Um dos pilares da historiografia tradicional é a criação de “heróis”. Estes estão necessariamente relacionados a datas e acontecimentos que, de alguma forma, marcaram a história. Essa forma de analise se utiliza de uma metodologia de pura descrição dos acontecimentos e sucessão dos fatos, sendo que os ditos “heróis” se encaixam – muitas vezes de forma absurda – nas narrativas. Foi assim que a História do Brasil nos foi ensinada durante muito tempo, onde a obrigação do aluno era a de decorar os nomes dos supostos “heróis” e seus respectivos feitos. Talvez seja por esse motivo que tal campo do conhecimento tenha se transformado em algo enfadonho, cansativo, vulgarmente identificado como “decoreba”. Ideologicamente, a história tradicionalmente repetida, serviu – e ainda serve – como um bom instrumento de dominação e manutenção do status quo. Um dos maiores desafios dos profissionais que hoje atuam na área das Ciências Sociais – na qual se insere a história – é a superação desse paradigma, propondo uma “análise concreta da realidade concreta”, relacionando os verdadeiros interesses político-econômicos que movimentam o devir da processualidade histórica.
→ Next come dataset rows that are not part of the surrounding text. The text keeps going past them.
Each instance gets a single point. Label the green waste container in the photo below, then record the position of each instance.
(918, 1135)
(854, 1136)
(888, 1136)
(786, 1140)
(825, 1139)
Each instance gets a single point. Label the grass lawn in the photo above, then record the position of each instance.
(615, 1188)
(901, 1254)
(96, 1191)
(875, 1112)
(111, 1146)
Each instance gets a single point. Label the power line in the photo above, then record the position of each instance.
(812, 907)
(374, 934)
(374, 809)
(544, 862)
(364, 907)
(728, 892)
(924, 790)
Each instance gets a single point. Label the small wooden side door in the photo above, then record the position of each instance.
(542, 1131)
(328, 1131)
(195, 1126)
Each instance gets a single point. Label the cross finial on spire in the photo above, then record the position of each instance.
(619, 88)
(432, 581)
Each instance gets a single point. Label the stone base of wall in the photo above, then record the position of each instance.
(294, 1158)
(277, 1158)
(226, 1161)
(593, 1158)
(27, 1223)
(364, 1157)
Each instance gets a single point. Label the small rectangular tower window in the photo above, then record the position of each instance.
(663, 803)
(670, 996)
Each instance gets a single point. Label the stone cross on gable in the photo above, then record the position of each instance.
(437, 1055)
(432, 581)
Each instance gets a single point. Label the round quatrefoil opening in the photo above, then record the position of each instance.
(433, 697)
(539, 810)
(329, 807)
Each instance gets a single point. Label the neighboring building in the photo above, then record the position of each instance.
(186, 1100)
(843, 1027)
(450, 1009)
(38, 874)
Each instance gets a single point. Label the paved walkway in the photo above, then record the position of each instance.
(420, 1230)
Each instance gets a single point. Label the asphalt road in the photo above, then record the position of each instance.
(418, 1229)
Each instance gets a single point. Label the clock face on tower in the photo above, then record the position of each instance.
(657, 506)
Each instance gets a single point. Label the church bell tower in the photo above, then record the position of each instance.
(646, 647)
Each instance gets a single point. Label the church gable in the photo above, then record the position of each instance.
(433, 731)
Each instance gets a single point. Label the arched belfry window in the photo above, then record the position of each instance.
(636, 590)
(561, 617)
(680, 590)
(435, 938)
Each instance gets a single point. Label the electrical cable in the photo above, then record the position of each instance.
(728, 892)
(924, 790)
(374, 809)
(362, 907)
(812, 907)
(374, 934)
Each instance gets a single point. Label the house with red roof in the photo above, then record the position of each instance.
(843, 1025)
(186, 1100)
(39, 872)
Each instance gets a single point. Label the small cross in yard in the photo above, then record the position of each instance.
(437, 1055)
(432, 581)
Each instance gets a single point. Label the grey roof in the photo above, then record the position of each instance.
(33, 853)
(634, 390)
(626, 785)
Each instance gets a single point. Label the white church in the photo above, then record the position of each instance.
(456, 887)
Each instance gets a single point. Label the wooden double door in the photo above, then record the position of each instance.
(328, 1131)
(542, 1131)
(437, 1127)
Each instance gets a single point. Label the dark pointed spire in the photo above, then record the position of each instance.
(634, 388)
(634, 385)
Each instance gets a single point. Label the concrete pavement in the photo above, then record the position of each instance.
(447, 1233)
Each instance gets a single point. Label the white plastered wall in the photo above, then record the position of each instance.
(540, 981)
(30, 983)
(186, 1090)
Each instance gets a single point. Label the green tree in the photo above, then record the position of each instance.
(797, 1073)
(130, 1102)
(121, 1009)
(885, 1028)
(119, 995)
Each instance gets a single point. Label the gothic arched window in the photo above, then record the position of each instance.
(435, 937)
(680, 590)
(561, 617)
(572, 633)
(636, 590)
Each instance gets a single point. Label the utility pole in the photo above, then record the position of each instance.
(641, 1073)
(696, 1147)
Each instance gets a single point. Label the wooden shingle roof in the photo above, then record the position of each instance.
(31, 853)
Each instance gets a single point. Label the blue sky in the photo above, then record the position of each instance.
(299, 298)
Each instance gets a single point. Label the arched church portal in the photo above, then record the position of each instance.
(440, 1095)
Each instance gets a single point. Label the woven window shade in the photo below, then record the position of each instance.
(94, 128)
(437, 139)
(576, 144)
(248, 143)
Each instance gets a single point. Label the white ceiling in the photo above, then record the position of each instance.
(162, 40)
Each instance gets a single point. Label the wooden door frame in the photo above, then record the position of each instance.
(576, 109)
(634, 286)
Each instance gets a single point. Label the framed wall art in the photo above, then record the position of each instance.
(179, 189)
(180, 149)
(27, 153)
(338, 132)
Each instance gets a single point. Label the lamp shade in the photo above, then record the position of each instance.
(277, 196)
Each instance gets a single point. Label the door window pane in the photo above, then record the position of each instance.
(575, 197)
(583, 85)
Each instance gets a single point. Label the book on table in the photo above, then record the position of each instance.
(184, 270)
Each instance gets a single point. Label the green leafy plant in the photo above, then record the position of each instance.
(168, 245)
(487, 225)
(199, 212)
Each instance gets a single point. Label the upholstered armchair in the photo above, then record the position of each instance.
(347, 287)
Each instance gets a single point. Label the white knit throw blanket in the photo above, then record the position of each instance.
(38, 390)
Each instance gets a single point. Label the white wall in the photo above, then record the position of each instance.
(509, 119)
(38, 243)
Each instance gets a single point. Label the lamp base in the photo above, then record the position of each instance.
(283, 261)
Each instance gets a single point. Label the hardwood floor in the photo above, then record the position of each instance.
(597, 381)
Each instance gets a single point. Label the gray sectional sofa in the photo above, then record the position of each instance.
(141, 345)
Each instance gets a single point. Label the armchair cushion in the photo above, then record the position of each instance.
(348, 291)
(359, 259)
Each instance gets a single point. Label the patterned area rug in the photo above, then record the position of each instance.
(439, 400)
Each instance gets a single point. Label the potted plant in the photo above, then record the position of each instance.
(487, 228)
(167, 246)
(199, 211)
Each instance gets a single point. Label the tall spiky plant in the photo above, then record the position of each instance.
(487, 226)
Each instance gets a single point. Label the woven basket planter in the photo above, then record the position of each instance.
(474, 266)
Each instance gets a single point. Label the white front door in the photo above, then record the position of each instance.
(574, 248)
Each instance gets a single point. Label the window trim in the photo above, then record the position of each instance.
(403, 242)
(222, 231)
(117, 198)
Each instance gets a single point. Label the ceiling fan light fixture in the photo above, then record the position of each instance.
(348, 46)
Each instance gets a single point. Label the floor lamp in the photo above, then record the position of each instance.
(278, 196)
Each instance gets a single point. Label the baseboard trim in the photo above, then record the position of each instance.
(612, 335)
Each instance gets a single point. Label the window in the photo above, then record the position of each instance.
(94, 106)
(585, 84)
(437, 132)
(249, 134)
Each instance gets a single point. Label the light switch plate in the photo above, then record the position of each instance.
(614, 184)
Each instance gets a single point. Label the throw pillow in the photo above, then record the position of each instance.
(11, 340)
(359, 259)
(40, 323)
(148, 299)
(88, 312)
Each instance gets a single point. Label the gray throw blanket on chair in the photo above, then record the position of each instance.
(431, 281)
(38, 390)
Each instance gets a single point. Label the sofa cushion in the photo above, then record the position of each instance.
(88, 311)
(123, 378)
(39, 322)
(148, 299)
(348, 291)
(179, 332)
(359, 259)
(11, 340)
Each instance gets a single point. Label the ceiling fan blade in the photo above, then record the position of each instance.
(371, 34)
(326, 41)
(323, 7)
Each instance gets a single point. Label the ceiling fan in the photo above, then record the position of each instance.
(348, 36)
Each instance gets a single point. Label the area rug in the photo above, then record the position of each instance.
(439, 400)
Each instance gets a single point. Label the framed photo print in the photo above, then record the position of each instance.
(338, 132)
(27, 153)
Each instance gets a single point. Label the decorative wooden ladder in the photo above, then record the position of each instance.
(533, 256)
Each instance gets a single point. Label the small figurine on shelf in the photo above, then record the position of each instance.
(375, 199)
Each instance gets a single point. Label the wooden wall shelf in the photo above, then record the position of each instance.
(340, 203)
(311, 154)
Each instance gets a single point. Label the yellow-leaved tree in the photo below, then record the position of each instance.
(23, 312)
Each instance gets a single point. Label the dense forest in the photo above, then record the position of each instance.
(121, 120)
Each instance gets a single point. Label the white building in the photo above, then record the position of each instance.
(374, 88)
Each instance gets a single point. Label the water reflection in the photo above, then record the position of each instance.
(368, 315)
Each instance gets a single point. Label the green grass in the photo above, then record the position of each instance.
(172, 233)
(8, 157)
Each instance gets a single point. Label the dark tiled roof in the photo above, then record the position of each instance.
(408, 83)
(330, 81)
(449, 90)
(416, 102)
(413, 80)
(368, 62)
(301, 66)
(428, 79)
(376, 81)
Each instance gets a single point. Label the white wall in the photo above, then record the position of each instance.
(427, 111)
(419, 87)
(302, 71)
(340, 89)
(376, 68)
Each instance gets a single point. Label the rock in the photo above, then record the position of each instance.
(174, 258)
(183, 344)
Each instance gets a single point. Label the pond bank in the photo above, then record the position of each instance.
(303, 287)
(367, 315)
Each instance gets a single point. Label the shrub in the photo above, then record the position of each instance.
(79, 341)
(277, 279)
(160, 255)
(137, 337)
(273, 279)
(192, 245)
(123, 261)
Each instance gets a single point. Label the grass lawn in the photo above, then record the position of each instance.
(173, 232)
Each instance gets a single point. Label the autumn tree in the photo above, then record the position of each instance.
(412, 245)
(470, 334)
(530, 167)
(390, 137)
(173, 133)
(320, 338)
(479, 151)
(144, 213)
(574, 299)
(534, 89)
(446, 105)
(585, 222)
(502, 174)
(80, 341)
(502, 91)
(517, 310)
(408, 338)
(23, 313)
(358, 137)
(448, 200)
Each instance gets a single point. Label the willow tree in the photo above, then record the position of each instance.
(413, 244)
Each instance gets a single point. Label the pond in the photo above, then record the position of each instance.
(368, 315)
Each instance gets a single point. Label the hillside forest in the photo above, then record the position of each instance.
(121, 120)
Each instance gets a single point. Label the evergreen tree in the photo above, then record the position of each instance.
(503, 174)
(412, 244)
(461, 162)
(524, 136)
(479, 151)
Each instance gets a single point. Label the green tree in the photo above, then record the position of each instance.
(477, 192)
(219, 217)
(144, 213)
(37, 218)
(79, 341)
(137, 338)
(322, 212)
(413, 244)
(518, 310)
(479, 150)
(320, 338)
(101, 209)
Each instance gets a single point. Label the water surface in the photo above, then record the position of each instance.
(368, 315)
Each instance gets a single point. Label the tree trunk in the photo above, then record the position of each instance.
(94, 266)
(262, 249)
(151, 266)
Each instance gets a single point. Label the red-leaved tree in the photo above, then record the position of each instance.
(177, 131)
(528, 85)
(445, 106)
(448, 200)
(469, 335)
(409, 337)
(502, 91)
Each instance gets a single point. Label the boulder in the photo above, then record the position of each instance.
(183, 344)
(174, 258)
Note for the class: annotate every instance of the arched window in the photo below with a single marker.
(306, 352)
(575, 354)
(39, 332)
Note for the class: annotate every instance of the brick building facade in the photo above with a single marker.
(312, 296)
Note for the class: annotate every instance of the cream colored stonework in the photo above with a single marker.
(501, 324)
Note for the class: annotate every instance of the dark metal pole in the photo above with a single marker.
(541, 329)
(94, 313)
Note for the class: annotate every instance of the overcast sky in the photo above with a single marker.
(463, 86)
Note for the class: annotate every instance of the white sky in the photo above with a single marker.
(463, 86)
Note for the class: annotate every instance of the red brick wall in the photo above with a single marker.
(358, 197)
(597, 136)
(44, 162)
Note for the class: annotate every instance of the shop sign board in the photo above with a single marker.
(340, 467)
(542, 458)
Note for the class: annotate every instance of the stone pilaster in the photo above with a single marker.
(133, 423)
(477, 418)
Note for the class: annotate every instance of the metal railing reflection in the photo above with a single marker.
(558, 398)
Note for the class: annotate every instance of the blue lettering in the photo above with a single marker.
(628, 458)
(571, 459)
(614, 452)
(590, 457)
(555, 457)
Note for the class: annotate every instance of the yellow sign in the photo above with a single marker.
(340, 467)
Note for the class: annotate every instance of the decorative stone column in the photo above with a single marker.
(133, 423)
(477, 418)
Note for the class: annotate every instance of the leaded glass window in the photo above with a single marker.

Esse preâmbulo se faz necessário devido ao tema que nos propusemos a dissertar, mesmo que de forma breve, qual seja, o que a historiografia tradicional denominou Revolução Constitucionalista de 1932. Os combatentes paulistas sempre foram tratados como heróis que lutaram contra o ditador Getúlio Vargas; lutavam pela legalidade constitucional – afinal, já se passara dois anos desde a tomada do poder e Vargas não convocara uma nova Assembléia Constituinte –, pela liberdade, não só dos paulistas, mas de toda a nação. Os ícones: Martins, Miragaia, Dráusio e Camargo, quatro estudantes que tiveram suas vidas ceifadas pelas forças pró-Getúlio, emprestam seus nomes à monumentos, ruas e praças espalhadas por todo o Estado de São Paulo. Não podemos questionar a bravura daqueles que tombaram diante das tropas legalistas. O que podemos e devemos questionar são os verdadeiros interesses que estiveram envoltos na revolta paulista. Estava em jogo o projeto político-econômico do país. Os cafeicultores paulistas haviam sido apeados do poder pelo Golpe de Estado de 1930, depois de mais de 30 anos de domínio e exploração da sociedade brasileira. Getúlio Vargas lidera o movimento que propõe a modernização do Brasil – mesmo que esta possua um conteúdo radicalmente conservador. A vaga constitucional serviu como elemento aglutinador e condensador de insatisfações políticas, que foram usadas contra o governo federal. Os barões do café souberam tirar proveito de tal conjuntura e tentaram voltar ao poder; através de um “contra-golpe”, propunham a deposição de Vargas, mas foram rapidamente derrotados. Getúlio saiu vitorioso e a nova Constituição só foi promulgada em 1934; as reformas implementadas por seu governo visavam mudar a estrutura econômica do país, sem mudanças sociais (característica esta própria da formação histórica do Brasil), uma mudança “pelo alto”, que excluía as camadas mais pobres da sociedade, por isso podemos dizer que esta se caracteriza como uma modernização conservadora. Já os cafeicultores, além de excluírem os trabalhadores brasileiros de qualquer possibilidade de desenvolvimento econômico ou participação política, desejavam reestruturar a famigerada “Política do Café-com-Leite”, que lhes permitiu o domínio total do país no período da República Velha.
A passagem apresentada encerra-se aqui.